Ein weiteres Problem ist, dass die zu prüfenden Personen die technischen Voraussetzungen für eine digitale Prüfung haben müssen. Dort stellt sich auch das Problem von stabilen Zugangswegen und der vorhandenen Hard- sowie Software. Allerdings sollten im Hinblick auf eine schnelle Umsetzung und der Möglichkeit für die zu prüfenden Personen, schnell die Prüfung ablegen zu können bürokratische Hindernisse vermieden werden und auch in der Rechtsprechung die Idee der schnellen Hilfe Berücksichtigung finden. Wenn aufgrund von technischen Problemen eine Prüfung nicht abgelegt werden kann, sollte der Prüfungsanspruch (in dieser außergewöhnlichen noch nie dagewesenen Situation) nicht verfallen. In dieser Situation sollten alle so handeln, dass eine möglichst große Rechtssicherheit bei gleichzeitiger Flexibilität erzielt wird, ohne dass große Reibungsverluste entstehen. Sollten diese alternativen Prüfungsformen weiter genutzt werden, wird dieser Aspekt der Reibungsverluste irrelevant werden müssen.

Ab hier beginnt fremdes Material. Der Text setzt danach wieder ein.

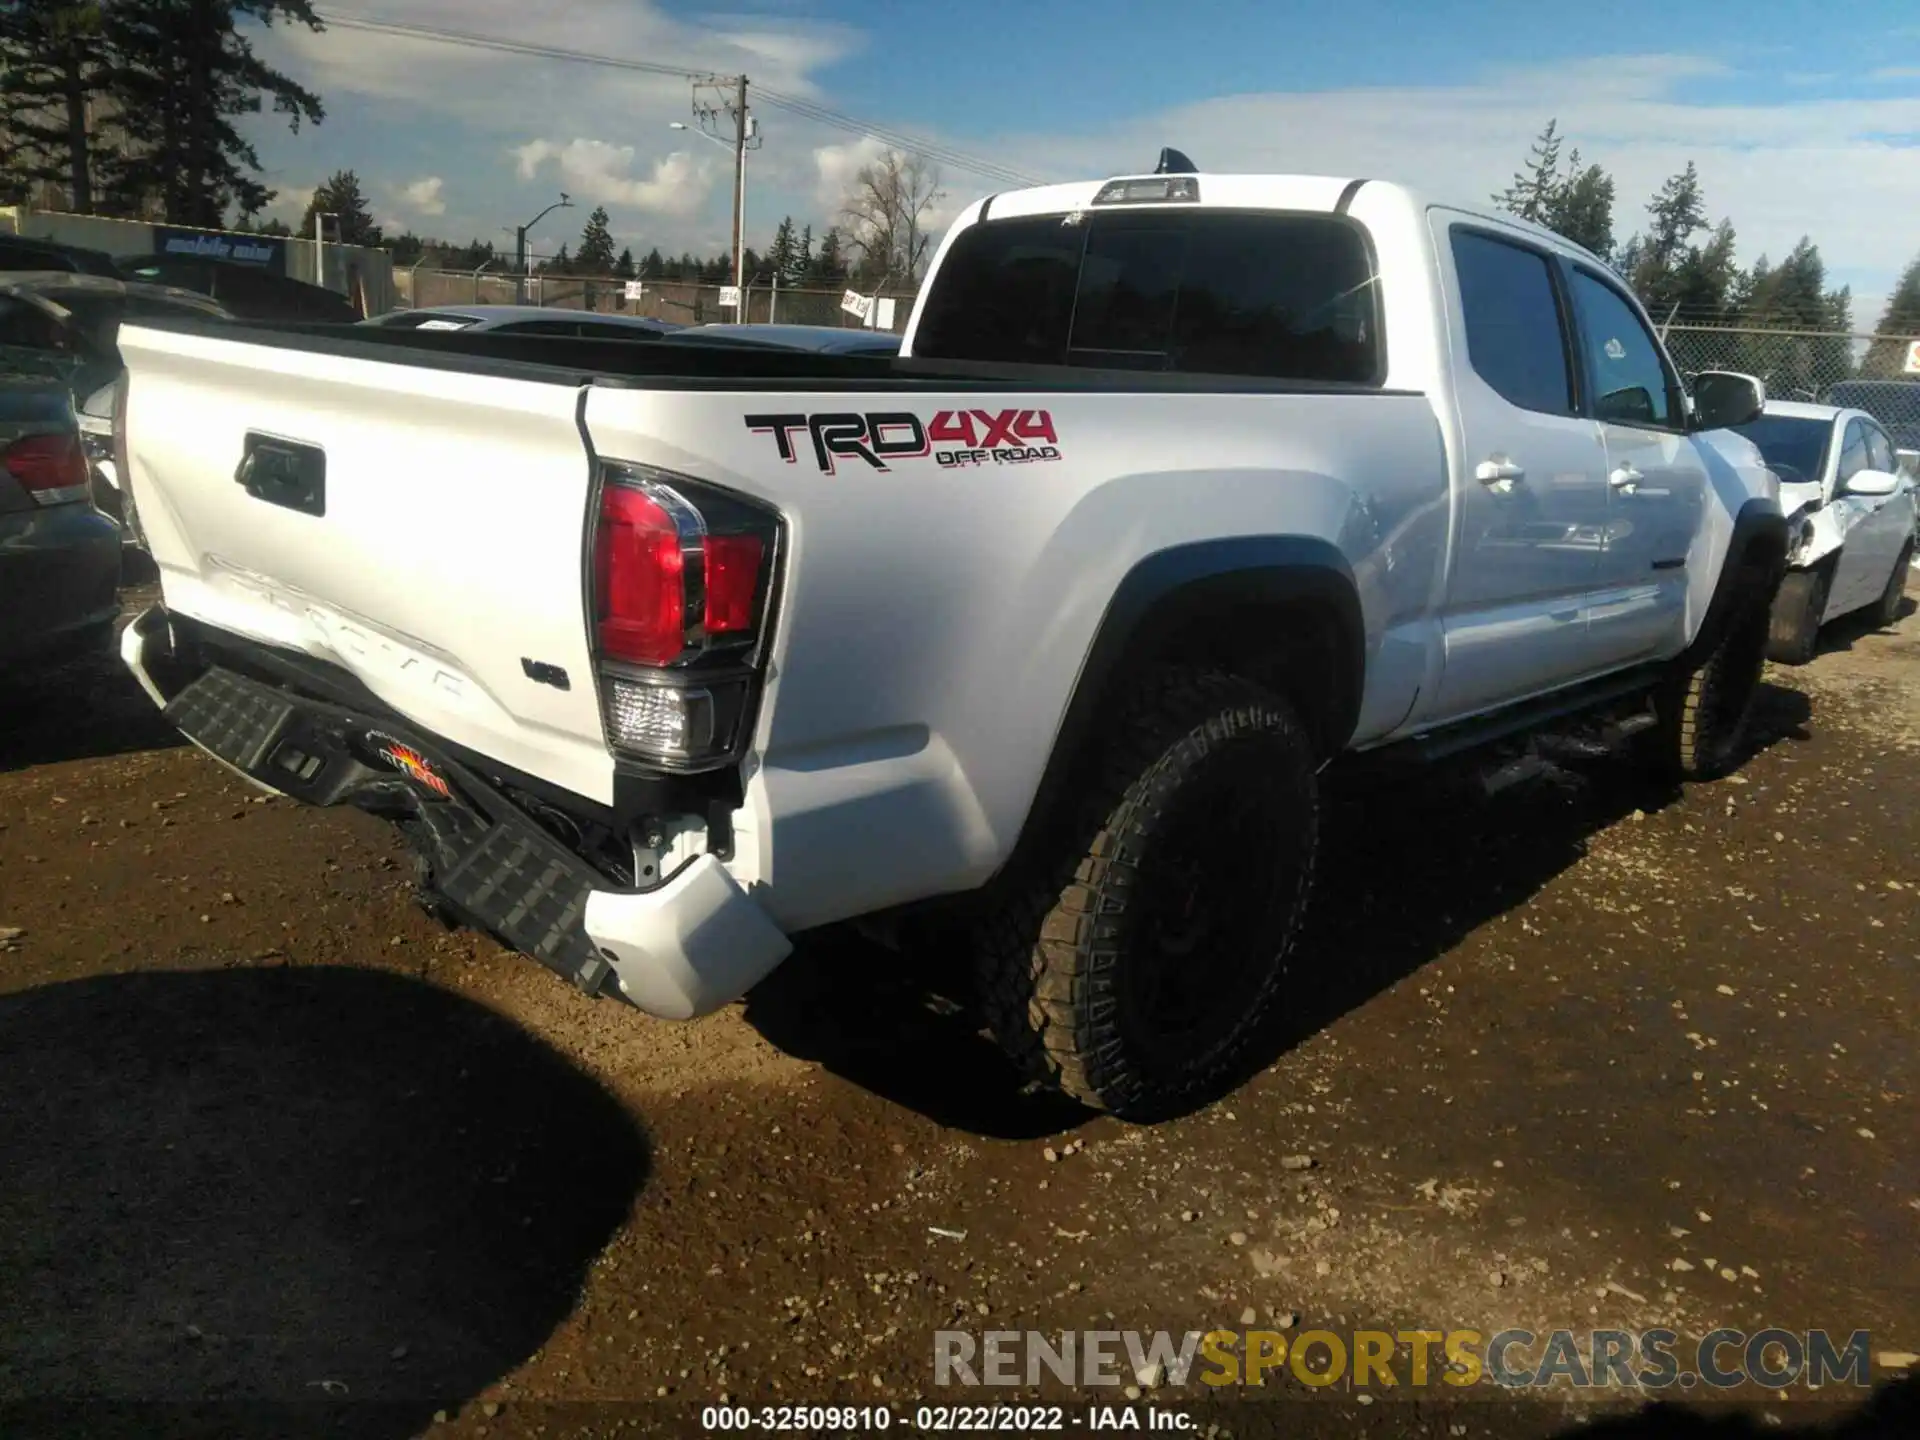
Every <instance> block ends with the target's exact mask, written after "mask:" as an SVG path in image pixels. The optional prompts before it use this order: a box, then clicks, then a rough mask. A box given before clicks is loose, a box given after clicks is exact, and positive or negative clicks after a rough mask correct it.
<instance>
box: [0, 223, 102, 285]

Ebenso sollten mögliche Bedenken in Bezug auf Datenschutz oder geschützte (virtuelle) Räume im Internet zunächst weitgehend außer Betracht bleiben, aber technisch gelöst werden.

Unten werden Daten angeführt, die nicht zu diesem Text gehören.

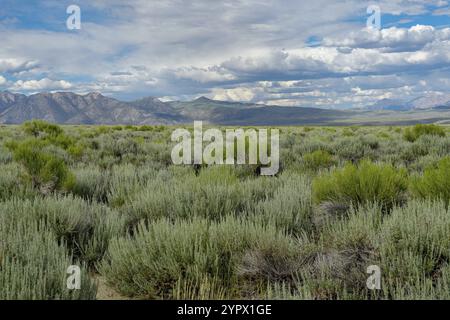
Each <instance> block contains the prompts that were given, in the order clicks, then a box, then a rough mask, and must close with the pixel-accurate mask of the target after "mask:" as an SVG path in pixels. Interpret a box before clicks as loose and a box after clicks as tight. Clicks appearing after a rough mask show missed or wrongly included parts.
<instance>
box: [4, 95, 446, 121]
mask: <svg viewBox="0 0 450 320" xmlns="http://www.w3.org/2000/svg"><path fill="white" fill-rule="evenodd" d="M31 119H43V120H46V121H49V122H54V123H59V124H86V125H94V124H134V125H144V124H149V125H154V124H166V125H176V124H187V123H192V122H193V121H194V120H201V121H204V122H206V123H210V124H218V125H242V126H245V125H350V124H380V125H381V124H412V123H419V122H420V123H431V122H440V123H450V95H448V96H439V97H425V96H424V97H420V98H417V99H415V100H412V101H407V102H402V101H396V100H388V99H385V100H380V101H379V102H377V103H376V104H374V105H372V106H369V107H368V108H366V109H360V110H334V109H319V108H306V107H282V106H268V105H263V104H253V103H241V102H225V101H217V100H211V99H208V98H205V97H200V98H198V99H196V100H193V101H169V102H163V101H161V100H159V99H157V98H154V97H146V98H143V99H139V100H136V101H131V102H124V101H119V100H117V99H114V98H110V97H106V96H104V95H102V94H100V93H97V92H93V93H88V94H85V95H80V94H76V93H72V92H55V93H46V92H45V93H37V94H33V95H29V96H27V95H24V94H18V93H11V92H7V91H5V92H0V123H2V124H20V123H22V122H24V121H27V120H31Z"/></svg>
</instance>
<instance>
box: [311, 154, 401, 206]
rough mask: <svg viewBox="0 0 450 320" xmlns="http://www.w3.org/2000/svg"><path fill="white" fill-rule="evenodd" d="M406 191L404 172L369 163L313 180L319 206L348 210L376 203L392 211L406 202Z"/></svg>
mask: <svg viewBox="0 0 450 320" xmlns="http://www.w3.org/2000/svg"><path fill="white" fill-rule="evenodd" d="M406 189H407V175H406V172H405V170H403V169H400V170H399V169H396V168H394V167H392V166H390V165H383V164H374V163H372V162H370V161H367V160H366V161H363V162H362V163H361V164H360V165H359V166H356V165H353V164H348V165H346V166H345V168H343V169H339V170H336V171H334V172H332V173H329V174H324V175H322V176H320V177H318V178H316V179H314V181H313V199H314V202H315V203H316V204H321V203H324V202H331V203H336V204H344V205H346V206H350V205H351V204H353V205H363V204H366V203H367V202H373V201H375V202H377V203H379V204H380V205H381V206H382V207H383V208H384V209H385V210H389V209H391V208H392V207H393V206H394V205H397V204H400V203H402V202H403V201H404V193H405V191H406Z"/></svg>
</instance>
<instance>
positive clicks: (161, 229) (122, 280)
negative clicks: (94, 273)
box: [101, 217, 291, 298]
mask: <svg viewBox="0 0 450 320" xmlns="http://www.w3.org/2000/svg"><path fill="white" fill-rule="evenodd" d="M290 244H291V241H290V240H289V238H287V237H286V236H284V235H283V234H282V233H279V232H277V231H276V229H275V228H273V227H261V226H258V225H256V224H252V223H248V222H245V221H242V220H239V219H236V218H232V217H228V218H226V219H225V220H223V221H222V222H220V223H209V222H208V221H206V220H203V219H195V220H193V221H191V222H175V223H172V222H169V221H167V220H161V221H158V222H155V223H152V224H150V225H148V226H146V225H145V224H140V225H139V226H138V227H137V228H136V230H135V232H134V236H133V237H126V238H118V239H116V240H114V241H112V243H111V244H110V247H109V251H108V252H109V255H108V259H107V260H105V261H104V262H103V264H102V268H101V273H102V274H103V275H104V276H106V278H107V280H108V282H109V283H110V284H112V285H113V286H114V287H116V288H117V289H118V290H119V291H120V292H122V293H123V294H126V295H129V296H135V297H146V298H163V297H164V298H174V297H176V296H178V297H179V296H182V295H184V294H183V292H180V290H182V289H183V287H185V286H184V285H181V286H180V283H181V284H186V283H188V284H189V286H188V289H189V292H193V291H194V292H198V291H200V292H201V291H202V289H201V288H200V287H198V286H200V284H201V283H202V281H200V280H203V281H204V280H205V277H207V279H208V283H209V284H210V283H211V282H212V283H214V287H215V288H216V290H218V295H217V296H218V297H220V296H222V293H223V289H222V288H227V289H228V290H229V291H228V292H230V293H231V292H232V290H233V286H235V285H236V284H237V283H238V282H237V280H236V279H237V278H236V277H237V274H236V266H237V263H238V262H239V261H240V259H241V257H242V255H243V254H244V252H246V251H247V250H258V249H259V248H267V247H273V248H279V249H278V250H280V251H279V254H280V255H284V253H283V251H281V250H282V249H281V248H285V249H283V250H286V248H288V247H290ZM193 286H194V288H193ZM208 296H210V297H217V296H216V295H215V294H214V293H211V292H210V293H209V294H208Z"/></svg>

Audio- oder Videoaufzeichnungen während der Prüfungen sollten ausdrücklich ausgeschlossen sein, diese finden bei den meisten derzeit durchgeführten (Präsenz-)Prüfungen auch nicht statt. So wird über das Strafrecht (ohne dass dieses unbedingt bei Prüfungen vorliegt) eine Einwilligung benötigt, wenn Audio- oder Videoaufzeichnungen (§ 201a StGB) erfolgen sollen, liegt die Einwilligung nicht vor wird über das Strafrecht ein hoher Schutz erreicht. Eventuell liegt - zumindest bei biometrischen Aufnahmen - auch eine datenschutzrechtliche Problematik vor (Art. 4 Nr. 14 DSGVO), die durch eine Einwilligung, Art. 6 Abs. 1 a) DSGVO beseitigt werden kann.

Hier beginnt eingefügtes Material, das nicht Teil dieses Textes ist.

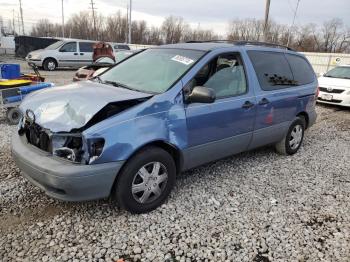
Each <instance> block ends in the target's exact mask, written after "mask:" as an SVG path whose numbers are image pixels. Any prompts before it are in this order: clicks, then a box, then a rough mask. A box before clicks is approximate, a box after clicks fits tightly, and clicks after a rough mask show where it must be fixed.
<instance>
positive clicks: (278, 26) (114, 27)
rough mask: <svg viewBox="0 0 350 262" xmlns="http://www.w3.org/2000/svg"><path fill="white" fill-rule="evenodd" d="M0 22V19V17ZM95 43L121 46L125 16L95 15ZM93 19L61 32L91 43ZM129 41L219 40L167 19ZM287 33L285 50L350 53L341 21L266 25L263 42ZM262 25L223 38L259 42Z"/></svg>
mask: <svg viewBox="0 0 350 262" xmlns="http://www.w3.org/2000/svg"><path fill="white" fill-rule="evenodd" d="M0 21H1V16H0ZM96 27H97V39H96V40H101V41H111V42H125V41H126V37H127V31H128V21H127V17H126V16H125V15H122V14H121V13H120V12H117V13H115V14H113V15H110V16H107V17H105V16H103V15H101V14H99V15H96ZM93 28H94V27H93V19H92V17H91V13H90V12H81V13H79V14H75V15H73V16H72V17H71V18H70V19H68V21H67V22H66V25H65V31H66V32H67V33H68V34H67V35H68V36H69V37H71V38H80V39H94V38H95V34H94V30H93ZM131 29H132V30H131V32H132V39H133V41H134V43H136V44H151V45H160V44H165V43H178V42H182V41H190V40H196V41H203V40H213V39H222V37H221V36H219V35H218V34H216V33H215V31H213V30H206V29H201V28H199V27H198V28H191V27H190V26H189V24H188V23H187V22H186V21H185V20H184V19H183V18H182V17H175V16H169V17H167V18H166V19H165V20H164V22H163V24H162V25H161V26H160V27H155V26H153V27H149V26H148V25H147V22H146V21H134V22H133V23H132V28H131ZM289 30H291V32H292V34H291V37H290V42H289V46H290V47H292V48H294V49H296V50H298V51H308V52H350V28H349V27H348V28H345V27H344V25H343V22H342V20H340V19H338V18H334V19H331V20H328V21H325V22H324V23H323V25H322V26H321V27H318V26H317V25H315V24H307V25H302V26H294V27H293V28H292V29H289V28H288V26H286V25H283V24H279V23H276V22H274V21H271V20H270V21H269V24H268V27H267V34H266V40H267V41H269V42H272V43H278V44H286V43H287V42H288V32H289ZM263 31H264V22H263V20H258V19H236V20H232V21H231V22H229V25H228V31H227V38H228V39H229V40H252V41H261V40H262V39H263ZM61 32H62V27H61V25H60V24H57V23H56V24H53V23H51V22H50V21H49V20H48V19H41V20H39V21H38V23H37V24H35V25H34V26H33V27H32V31H31V35H33V36H52V37H60V36H61Z"/></svg>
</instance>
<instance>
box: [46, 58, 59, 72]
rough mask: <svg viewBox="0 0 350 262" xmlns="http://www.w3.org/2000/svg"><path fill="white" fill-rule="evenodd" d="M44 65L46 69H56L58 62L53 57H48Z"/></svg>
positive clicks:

Aufgrund der eventuellen Unsicherheit der Daten über genutzte Plattformen, sollte eine Notenbekanntgabe nur nach dem Einverständnis der zu prüfenden Person unmittelbar online erfolgen.
Es muss auch in virtuellen Prüfungen die Identität der zu prüfenden Person festgestellt werden. Nicht entbunden wird man von der Frage nach dem Gesundheitszustand, den man virtuell schwerer erkennen kann als in einem persönlichen Treffen. Eine entsprechende Dokumentation ist in beiden Fällen erforderlich.
Ein weiteres Problem stellt sich mit dem Unterschreiben von Prüfungsprotokollen. Diese müssen angefertigt werden und im Zweifel im Umlaufverfahren von den beteiligten Personen unterschrieben werden.
2. Häusliche Arbeiten
Häusliche Arbeiten (z. B. Projektarbeiten, Hausarbeiten, Seminararbeiten, Abschlussarbeiten) können prinzipiell wie bisher abgewickelt werden, da keine Anwesenheit von mehreren Personen erforderlich ist. Eine mögliche alternative Form ist in diesem Fall möglicherwiese (wenn nicht schon vorhanden) die digitale Übermittlung der fertigen Arbeit. Die digitale Übermittlung sollte - auch im Sinne des Umweltschutzes - generell verstärkt werden. Über digitale Abgaben können die Abgabefristen gut eingehalten und überwacht werden. Es ist kein aufwendiges Kopieren und Binden (und damit auch nicht der unterschiedlichen Methoden eine Bindung vorzunehmen) mehr erforderlich. Technische Probleme beim Empfänger gehen dann auch zu dessen Lasten. Die eigenständige Bearbeitung wird durch die eidesstattliche Versicherung sichergestellt, in der die zu prüfende Person an Eides statt versichert die Arbeit selbstständig und ohne fremde Hilfe angefertigt und nicht abgeschrieben zu haben (diese Versicherung kann je nach Prüfungsordnung inhaltlich variieren).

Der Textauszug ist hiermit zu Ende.